ここからは相続税精算課税制度メリットとデメリットについて説明をしていきます。相続対策を考えるにあたって、役にたつ内容かと思います。ぜひご覧ください。

相続時精算課税制度のメリットとデメリット

相続時精算課税3

相続税精算課税制度は必ずしも得といえるわけではなく、メリットとデメリットがありますので、メリットとデメリットを考慮して適用を受けるかどうかを検討することになります。

(1)メリット

①財産が値上がりしたときに有利になります。

相続税精算課税制度は、贈与時点の評価額を基準にして計算されます。相続が発生して贈与税を精算するときにも、この評価額は変わりません。相続時に評価額の値上がりが予想される財産については、評価額が値上がりしてから相続時の評価額で相続税を計算するよりも、相続税精算課税制度を利用した贈与のほうが有利になります。

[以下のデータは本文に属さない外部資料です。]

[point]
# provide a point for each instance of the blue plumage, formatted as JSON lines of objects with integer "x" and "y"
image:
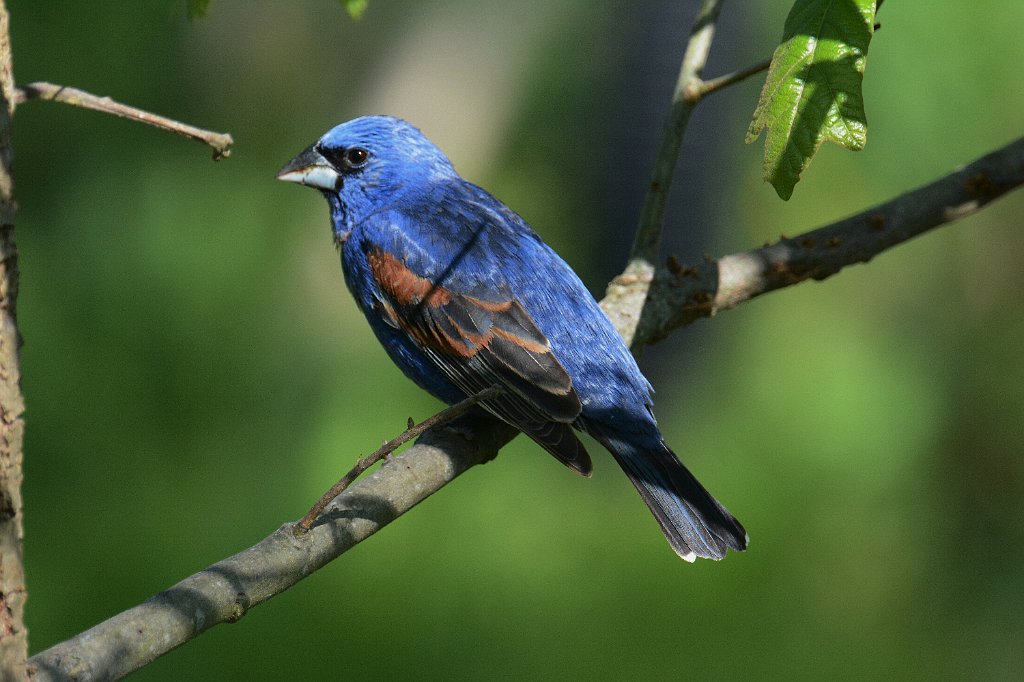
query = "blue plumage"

②相続税が発生しないような贈与のときには、2,500万円以内の贈与であれば、無税で生前贈与が可能になります。

③財産の譲渡しを相続時の相続まで待たずに、生前に贈与することができるので、特定の財産を譲渡したい場合には、相続時のトラブルを心配することなく、相続と同じ感覚で財産を譲渡すことができます。

たとえば、不動産収入の発生するマンションがある場合には、相続時の相続でマンションを引き継ぐと、相続時までの不動産収入を使わずに預金で貯蓄している場合は、不動産収入も相続財産となり相続税がその分高くなりますが、生前贈与でマンションを引き継ぐのであれば、不動産収入は贈与された人の所得となり、相続財産評価額には影響しません。

(2)デメリット

①相続時精算課税制度の適用を一度受けてしまうと、その贈与者が亡くなり相続が発生するまでは、その贈与者については相続時精算課税制度が継続されますので、通常の贈与税の暦年課税制度に戻すことができません。

暦年課税制度では、毎年110万円の非課税枠があるので、毎年100万円程度の贈与を続けて、この積み重ねが2,500万円を超えるような場合は暦年課税制度のほうが有利となりますので、相続対策として生前贈与を考える場合には、どちらを選択するほうが得なのかを考える必要があります。

②財産が値下がりしたときには不利になります。

メリットの①で説明したのと反対に財産が値下がりしたときには、財産が値下がりした相続時の評価額で財産を評価したほうが有利になりますので、相続税精算課税制度を選択してしまった場合には不利になります。

③小規模宅地等の特例が適用できないので、小規模宅地等の特例が適用できる土地の場合は、相続時精算課税制度では土地の評価額が高くなり不利となります。

④不動産を贈与するときには、登録免許税や不動産取得税が発生しますが、相続の場合はこれらのコストがかからないので、これらの税金も考慮して相続時精算課税制度を選択したほうがよいのかどうかを検討する必要があります。

まとめ

相続対策として生前贈与を考えたときに、相続税精算課税制度を選択することは、条件をみたし必要書類をそろえれば適用を受けることができます。ただし、一度選択してしまうと、やっぱり通常の暦年課税制度のほうがよかったと思っても、元に戻すことはできません

相続税精算課税制度を利用するときには、まずは相続時の相続財産とその評価額をシュミュレーションし、生前贈与の方法として、暦年課税制度より相続税精算課税制度のほうがメリットがあり有利だということを確認するとよいのですが、相続のシュミュレーションは専門的な判断が必要です。

どちらの制度を利用してよいのかまよったときには、相続に強い信頼できる税理士に、専門家としてのアドバイスを聞くのも良い方法だと思います。